Well, as Andrew taught in the Convolutions over Volume video that we get 2d output for a convoluted RGB image considering a single filter.
i.e. 6x6x3 * 3x3x3 = 4x4
Why can’t the output be 4x4x3?
Hello @pushkarp6
This is how the convolution over volume is defined.
In this case you have 6x6 image with 3 layers (r,g,b) and you are using 3x3 filter with 3 identical layers thus summing on each step 3x3x3 = 27 number yielding a flat 4x4 image
you can define a new operation and call it differently where on each step you would sum 9 values 3 times keeping three layers. the only question is why ?
hth
Hii @pushkarp6 ,
Basically reason behind doing these convolutions is to achieve main goal of extracting features and intuitvely when we will combine the representations over all the 3 channels than only we can get best representation of the extracted feature becuse in general analogy with humans also, if you see any image than you don’t observe its features on different scales but you do as a whole to build abstract idea of patterns, colors etc.

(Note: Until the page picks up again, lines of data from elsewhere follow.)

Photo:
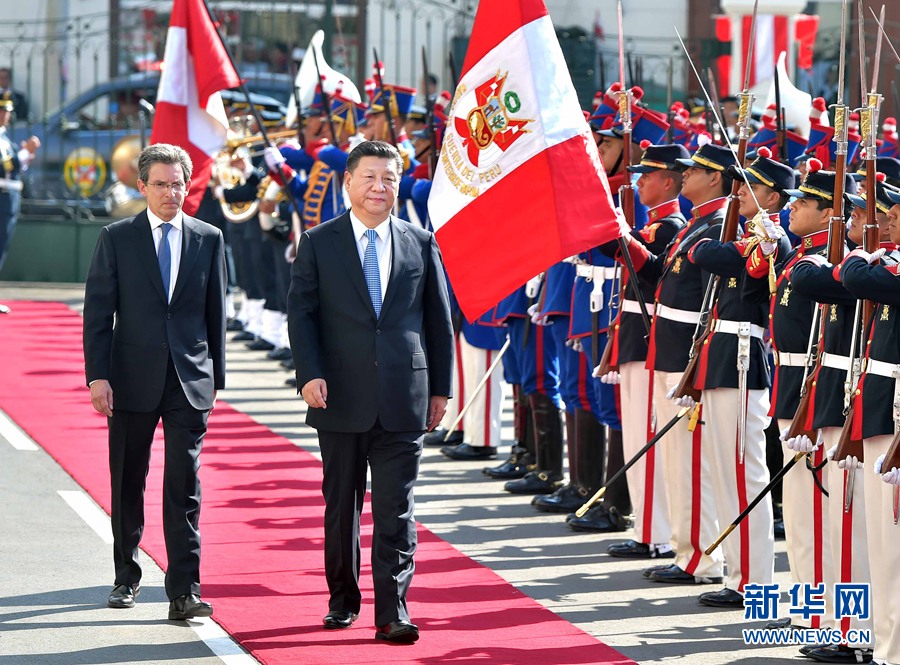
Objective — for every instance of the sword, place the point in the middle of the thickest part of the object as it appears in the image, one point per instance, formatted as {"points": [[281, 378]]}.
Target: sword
{"points": [[643, 451], [478, 389]]}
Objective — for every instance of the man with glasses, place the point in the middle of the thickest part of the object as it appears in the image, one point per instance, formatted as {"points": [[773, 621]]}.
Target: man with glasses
{"points": [[154, 347]]}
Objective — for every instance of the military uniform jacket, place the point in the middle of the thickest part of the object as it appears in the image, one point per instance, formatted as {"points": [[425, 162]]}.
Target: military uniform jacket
{"points": [[815, 278], [790, 318], [718, 355], [680, 285], [629, 334], [873, 412]]}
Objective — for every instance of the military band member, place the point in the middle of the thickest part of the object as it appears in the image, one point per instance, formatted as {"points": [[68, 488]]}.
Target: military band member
{"points": [[736, 449], [876, 421], [680, 286], [659, 187]]}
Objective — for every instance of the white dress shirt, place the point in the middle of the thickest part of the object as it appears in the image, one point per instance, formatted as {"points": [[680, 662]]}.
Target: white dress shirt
{"points": [[174, 239], [383, 248]]}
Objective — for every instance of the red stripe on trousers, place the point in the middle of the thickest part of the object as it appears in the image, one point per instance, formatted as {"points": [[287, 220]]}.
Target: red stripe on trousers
{"points": [[539, 359], [818, 573], [487, 402], [742, 504], [695, 497], [649, 471], [846, 550], [462, 382]]}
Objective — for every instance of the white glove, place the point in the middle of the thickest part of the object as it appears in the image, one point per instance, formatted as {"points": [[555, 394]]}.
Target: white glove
{"points": [[850, 464], [274, 158], [801, 444], [775, 233], [610, 378], [534, 312], [685, 401]]}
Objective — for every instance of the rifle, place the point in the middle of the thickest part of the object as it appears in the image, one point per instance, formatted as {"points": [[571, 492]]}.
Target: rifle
{"points": [[835, 234], [729, 228], [385, 100], [868, 124]]}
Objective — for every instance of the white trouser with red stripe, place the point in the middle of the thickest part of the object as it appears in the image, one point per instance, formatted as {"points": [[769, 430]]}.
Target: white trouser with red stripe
{"points": [[884, 553], [482, 421], [460, 394], [646, 479], [750, 549], [692, 512], [806, 532], [847, 530]]}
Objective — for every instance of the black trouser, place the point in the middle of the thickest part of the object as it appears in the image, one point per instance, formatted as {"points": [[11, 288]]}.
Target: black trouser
{"points": [[394, 460], [130, 439]]}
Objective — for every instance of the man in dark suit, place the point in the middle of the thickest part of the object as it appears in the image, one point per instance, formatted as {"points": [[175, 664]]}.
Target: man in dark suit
{"points": [[370, 330], [154, 336]]}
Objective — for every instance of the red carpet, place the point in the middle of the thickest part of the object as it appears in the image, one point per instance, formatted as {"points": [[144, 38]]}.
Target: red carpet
{"points": [[262, 529]]}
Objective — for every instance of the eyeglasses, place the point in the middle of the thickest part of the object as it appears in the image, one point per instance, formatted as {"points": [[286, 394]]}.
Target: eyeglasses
{"points": [[161, 187]]}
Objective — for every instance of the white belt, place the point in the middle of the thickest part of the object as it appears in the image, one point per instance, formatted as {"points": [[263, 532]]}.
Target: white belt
{"points": [[9, 183], [595, 273], [835, 361], [634, 307], [731, 328], [679, 315], [791, 359], [880, 368]]}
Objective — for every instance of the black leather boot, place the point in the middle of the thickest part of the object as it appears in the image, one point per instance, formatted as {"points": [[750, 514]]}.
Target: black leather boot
{"points": [[568, 497], [548, 439], [521, 459]]}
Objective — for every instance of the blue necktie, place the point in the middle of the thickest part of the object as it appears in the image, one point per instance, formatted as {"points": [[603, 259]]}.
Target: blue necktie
{"points": [[373, 275], [165, 258]]}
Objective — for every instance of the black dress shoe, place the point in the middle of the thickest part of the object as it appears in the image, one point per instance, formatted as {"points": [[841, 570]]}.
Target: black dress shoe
{"points": [[398, 631], [465, 452], [534, 482], [122, 596], [259, 344], [726, 598], [675, 575], [515, 467], [652, 569], [600, 519], [282, 353], [635, 550], [338, 619], [566, 499], [436, 438], [839, 654], [188, 606]]}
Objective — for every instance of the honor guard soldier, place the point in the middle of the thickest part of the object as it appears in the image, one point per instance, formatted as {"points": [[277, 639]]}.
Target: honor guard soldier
{"points": [[593, 305], [13, 160], [733, 376], [791, 316], [659, 187], [680, 288], [815, 278], [877, 418]]}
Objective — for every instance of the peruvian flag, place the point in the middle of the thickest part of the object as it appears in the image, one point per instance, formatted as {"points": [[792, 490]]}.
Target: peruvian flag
{"points": [[519, 185], [189, 111]]}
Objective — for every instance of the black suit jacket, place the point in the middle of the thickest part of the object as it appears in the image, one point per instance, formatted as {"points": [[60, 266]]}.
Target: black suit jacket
{"points": [[124, 280], [385, 368]]}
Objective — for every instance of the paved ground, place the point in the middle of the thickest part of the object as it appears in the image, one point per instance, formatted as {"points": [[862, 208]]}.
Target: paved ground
{"points": [[564, 571]]}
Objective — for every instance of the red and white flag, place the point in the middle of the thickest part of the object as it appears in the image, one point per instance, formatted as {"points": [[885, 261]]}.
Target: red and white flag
{"points": [[189, 110], [519, 185]]}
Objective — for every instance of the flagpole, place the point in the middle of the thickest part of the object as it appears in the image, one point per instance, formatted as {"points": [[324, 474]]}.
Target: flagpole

That’s my intuition! Also mathematically, @Viktoriia reply is perfect and thought provoking!
@Viktoriia Thank you so much for the explanation!!
The last statement is exactly where I am stuck
@kushaldev Great explanation.
Thank you so much!!!
@pushkarp6 my pleasure! You are welcome! Good luck for the rest exercises.
@pushkarp6 always a pleasure to think and discuss about possibilities and ideas!